Managing Distributed Web Presence
Some vendors of “traditional” web content management solutions have been transitioning their offerings to WEM platforms where managing and enhancing the web experience or engagement of the customer is the central purpose. The current WEM platforms focus mainly on customer and social capabilities existing in the corporate website, and are in very early stages of supporting integrations with external social sites.
Should WCM / WEM Software be The Hub — or one of the components?
Those supporting the notion that WCM/WEM Platforms should manage web presence and continuation of corporate websites include:
Brice Dunwoodie of CMSWire on What is Web Engagement Management:
It's how you create and manage content, including primary web content, multi-device content, blogs, forums and wikis. Your WCM platform is also the hub of your social media integrations and increasingly the dashboard by which you view your brand's conversational world.
Further expansion on the WEM platform from Barb Mosher, CMSWire: The 5 Pillars of Web Engagement Management:
- Content Optimization: analytics, content and experience personalization, multi-variate testing, optimization and SEO.

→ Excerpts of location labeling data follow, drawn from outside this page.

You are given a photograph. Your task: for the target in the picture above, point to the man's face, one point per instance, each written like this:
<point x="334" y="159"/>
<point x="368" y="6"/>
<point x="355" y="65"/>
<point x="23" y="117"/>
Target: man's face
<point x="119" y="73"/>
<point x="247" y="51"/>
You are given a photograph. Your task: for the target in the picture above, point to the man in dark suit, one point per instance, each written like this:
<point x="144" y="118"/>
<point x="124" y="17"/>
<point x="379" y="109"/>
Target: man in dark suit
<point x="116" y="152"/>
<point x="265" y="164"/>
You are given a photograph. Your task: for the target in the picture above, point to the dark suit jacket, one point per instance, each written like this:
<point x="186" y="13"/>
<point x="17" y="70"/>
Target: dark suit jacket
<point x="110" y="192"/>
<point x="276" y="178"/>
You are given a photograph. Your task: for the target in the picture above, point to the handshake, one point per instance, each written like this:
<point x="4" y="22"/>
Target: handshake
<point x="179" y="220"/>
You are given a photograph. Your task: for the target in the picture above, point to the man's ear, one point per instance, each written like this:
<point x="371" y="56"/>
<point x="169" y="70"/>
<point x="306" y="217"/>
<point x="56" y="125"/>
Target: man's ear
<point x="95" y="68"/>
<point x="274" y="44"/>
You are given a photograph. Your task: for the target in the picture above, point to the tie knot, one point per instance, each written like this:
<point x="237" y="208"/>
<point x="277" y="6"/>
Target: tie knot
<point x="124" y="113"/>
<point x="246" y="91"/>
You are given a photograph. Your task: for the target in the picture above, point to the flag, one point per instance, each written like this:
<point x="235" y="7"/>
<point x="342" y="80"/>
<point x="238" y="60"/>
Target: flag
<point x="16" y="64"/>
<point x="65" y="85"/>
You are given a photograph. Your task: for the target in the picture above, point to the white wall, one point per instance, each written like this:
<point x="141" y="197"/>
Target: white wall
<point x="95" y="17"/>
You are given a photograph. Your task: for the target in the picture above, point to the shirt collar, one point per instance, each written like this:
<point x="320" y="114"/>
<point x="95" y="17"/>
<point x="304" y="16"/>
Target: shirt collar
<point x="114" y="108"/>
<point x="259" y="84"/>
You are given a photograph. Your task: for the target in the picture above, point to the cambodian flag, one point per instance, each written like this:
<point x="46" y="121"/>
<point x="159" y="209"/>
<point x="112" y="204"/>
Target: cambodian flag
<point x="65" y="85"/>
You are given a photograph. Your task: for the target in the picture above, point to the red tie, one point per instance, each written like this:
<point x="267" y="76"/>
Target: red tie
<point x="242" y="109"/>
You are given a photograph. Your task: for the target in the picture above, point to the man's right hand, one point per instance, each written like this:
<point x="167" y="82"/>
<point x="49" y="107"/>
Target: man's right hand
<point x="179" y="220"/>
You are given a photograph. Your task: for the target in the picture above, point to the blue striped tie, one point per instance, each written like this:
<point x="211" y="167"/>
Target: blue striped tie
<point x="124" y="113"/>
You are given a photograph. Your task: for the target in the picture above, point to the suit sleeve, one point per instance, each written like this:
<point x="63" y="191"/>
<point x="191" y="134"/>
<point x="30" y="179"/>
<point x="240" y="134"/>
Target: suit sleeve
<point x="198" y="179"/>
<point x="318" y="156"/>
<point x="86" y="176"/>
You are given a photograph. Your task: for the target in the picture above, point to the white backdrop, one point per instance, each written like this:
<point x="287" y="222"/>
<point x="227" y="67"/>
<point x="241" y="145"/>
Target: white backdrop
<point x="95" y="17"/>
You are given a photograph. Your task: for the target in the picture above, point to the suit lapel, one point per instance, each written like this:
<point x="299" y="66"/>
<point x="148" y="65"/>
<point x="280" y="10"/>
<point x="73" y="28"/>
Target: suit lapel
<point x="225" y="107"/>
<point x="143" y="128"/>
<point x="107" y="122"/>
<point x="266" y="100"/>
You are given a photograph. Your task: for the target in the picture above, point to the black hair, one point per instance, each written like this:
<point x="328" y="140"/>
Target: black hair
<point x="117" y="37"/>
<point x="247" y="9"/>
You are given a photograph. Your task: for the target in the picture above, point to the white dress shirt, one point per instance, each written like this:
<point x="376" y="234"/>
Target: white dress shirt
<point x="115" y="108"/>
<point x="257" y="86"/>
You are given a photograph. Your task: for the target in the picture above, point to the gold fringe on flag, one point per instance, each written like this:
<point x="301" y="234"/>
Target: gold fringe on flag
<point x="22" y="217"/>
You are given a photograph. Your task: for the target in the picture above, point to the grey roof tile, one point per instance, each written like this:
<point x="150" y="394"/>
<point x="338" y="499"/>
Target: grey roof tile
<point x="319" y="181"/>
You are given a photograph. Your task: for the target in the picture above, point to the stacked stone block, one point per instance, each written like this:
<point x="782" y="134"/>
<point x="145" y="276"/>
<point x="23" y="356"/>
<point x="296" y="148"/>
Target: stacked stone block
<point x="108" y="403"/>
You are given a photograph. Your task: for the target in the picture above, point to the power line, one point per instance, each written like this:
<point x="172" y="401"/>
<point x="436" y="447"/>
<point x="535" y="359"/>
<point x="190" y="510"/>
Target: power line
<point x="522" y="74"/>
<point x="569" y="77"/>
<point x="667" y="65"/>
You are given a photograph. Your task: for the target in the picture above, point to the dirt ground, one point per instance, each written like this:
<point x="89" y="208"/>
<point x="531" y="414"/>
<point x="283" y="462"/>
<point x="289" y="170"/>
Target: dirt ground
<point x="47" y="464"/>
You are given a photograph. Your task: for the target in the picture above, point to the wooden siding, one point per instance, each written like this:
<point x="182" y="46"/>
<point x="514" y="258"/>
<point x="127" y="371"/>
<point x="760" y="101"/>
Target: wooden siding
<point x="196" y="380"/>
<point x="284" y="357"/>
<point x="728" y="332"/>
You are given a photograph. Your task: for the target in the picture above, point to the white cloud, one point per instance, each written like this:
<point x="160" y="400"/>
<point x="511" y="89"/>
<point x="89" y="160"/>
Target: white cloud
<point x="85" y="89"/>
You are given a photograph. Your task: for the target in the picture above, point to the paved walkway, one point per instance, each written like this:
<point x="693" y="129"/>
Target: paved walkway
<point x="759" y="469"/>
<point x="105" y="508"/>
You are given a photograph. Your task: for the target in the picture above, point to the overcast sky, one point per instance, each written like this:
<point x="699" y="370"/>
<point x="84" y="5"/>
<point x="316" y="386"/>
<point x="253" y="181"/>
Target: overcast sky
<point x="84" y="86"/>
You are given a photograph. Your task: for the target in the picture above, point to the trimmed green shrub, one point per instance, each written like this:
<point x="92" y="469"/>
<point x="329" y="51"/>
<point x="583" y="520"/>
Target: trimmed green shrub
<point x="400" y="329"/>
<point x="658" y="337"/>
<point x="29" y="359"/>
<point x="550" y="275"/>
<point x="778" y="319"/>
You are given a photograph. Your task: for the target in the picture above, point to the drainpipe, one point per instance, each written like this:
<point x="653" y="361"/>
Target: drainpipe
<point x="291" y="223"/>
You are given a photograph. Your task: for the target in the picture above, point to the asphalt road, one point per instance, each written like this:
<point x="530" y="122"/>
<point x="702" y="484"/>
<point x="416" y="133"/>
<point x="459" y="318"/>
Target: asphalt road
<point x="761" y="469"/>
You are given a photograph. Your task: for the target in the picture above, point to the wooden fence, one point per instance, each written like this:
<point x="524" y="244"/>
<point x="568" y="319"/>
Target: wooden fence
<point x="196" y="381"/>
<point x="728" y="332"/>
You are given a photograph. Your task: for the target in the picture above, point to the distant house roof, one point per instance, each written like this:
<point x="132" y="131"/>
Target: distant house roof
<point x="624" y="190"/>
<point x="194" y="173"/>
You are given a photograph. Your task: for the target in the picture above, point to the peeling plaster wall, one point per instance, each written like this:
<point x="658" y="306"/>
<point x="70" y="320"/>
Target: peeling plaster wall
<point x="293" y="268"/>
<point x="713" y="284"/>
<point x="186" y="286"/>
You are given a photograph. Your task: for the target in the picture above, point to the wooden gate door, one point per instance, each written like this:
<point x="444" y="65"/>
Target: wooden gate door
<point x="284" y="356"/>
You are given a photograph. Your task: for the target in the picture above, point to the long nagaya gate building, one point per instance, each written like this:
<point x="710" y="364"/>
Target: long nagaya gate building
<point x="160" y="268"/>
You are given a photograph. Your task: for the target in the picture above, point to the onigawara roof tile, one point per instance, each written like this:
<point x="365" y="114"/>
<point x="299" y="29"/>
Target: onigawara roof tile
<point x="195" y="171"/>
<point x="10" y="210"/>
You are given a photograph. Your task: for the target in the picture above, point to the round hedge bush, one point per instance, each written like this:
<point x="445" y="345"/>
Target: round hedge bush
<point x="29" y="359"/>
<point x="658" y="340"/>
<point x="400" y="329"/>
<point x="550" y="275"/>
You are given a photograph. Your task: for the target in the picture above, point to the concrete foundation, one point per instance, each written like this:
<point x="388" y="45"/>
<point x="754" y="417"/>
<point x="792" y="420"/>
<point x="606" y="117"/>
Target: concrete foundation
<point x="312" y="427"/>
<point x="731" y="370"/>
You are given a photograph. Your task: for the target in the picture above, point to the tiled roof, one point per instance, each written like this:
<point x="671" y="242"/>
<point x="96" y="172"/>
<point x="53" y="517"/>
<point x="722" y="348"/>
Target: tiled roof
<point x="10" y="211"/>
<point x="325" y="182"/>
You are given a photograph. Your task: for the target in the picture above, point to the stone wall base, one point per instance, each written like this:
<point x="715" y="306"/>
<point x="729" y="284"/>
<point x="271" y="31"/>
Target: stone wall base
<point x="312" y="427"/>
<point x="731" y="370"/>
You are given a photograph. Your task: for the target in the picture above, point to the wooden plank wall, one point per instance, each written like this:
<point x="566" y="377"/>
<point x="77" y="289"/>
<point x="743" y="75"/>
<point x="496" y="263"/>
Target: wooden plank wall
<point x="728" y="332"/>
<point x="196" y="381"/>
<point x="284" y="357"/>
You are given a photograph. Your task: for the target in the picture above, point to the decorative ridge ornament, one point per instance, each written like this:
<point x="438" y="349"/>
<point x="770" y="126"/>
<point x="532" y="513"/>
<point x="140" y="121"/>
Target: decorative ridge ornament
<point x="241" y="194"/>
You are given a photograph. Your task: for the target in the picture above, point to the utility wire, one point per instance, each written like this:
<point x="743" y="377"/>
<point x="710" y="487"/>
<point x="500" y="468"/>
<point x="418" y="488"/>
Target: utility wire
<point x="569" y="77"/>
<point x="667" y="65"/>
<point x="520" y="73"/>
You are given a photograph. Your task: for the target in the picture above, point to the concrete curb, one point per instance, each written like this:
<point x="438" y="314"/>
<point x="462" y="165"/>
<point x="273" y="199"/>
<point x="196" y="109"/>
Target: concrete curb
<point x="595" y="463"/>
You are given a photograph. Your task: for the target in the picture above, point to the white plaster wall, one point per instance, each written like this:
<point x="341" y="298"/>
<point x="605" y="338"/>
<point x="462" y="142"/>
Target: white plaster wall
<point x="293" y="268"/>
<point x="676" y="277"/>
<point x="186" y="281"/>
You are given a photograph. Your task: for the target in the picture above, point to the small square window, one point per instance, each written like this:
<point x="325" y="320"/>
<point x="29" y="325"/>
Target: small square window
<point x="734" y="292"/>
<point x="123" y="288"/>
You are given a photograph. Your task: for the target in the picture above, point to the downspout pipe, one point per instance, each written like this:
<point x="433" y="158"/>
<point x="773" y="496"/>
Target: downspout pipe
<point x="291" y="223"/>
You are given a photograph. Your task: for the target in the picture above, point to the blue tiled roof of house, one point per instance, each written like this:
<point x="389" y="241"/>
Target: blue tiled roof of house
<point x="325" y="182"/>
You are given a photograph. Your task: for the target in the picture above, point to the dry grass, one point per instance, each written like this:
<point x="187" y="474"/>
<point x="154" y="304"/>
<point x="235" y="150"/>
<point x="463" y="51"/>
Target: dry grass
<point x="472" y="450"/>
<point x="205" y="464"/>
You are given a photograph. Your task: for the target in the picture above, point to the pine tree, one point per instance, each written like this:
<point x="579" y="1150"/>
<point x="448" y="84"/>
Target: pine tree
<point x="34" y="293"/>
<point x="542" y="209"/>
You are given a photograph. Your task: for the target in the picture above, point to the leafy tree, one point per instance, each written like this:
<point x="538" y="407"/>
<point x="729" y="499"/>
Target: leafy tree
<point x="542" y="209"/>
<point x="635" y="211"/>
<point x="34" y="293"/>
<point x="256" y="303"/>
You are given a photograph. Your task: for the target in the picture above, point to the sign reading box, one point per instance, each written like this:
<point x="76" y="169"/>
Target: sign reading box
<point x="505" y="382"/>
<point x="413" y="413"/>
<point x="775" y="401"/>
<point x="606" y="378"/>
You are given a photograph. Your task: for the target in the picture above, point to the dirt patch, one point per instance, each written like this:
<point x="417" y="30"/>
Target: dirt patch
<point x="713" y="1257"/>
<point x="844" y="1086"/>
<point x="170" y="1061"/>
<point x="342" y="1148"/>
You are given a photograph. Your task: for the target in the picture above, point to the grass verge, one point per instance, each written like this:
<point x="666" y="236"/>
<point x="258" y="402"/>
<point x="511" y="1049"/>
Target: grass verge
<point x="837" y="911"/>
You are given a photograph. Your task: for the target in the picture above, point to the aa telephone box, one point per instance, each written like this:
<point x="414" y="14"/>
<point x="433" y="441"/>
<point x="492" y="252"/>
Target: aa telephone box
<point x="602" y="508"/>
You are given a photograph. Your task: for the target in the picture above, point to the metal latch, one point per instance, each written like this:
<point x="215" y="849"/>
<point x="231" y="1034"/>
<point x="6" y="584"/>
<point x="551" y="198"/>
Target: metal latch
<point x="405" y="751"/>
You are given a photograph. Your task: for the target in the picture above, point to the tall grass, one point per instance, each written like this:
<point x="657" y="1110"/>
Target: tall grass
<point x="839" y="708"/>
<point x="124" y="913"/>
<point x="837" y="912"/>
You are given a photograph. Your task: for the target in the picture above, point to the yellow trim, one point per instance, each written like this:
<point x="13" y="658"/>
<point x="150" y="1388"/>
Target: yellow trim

- Multi-channel Management: delivering same message/experience to customers across devices and channels both online and offline – new mobile web
- Conversational Engagement: corporate website-based communities, UGC, commenting, trackbacks, micro-blogging, social media integration, analytics, social media monitoring and sentiment analysis.
- Demand Generation: customer engagement/experience through targeted marketing - increasing the number and quality of relationships, through need recognition, relevancy enhancements and engagement triggers.
- Sales Automation: two-way CRM integration, social CRM; e-mail or other campaign integration with the content platform.
As described by CMSWire, WEM platforms would provide capabilities and monitoring of brand and customer conversations on corporate websites, as well as bi-directional communication extensions to external social sites.
On The Other Hand
If the customer experience of a particular brand is taking place on external social sites, then there is now a distributed model for managing a brand’s web presence; the web experience/engagement for the customer is now remote from the corporate website. So there is even more need for tools/solutions to monitor, listen, act, engage…for customer-focused purposes, as well as for corporate business goals (which should lean heavily towards the customer).
A WCM/WEM platform may not be the hub for the overall solution, but instead one of the components of a new management framework for all web presence (management of web content is still important but may not be tied to a specific website anymore). But content is also integral to a lot of web marketing plans and strategies, and content is the meat of most social sites, whether it is a conversation thread, a video, a blog post, and so on. So look for WCM/WEM solutions themselves to continue to evolve as the means of managing and delivering any kind of content for sites anywhere on the web, through any channel.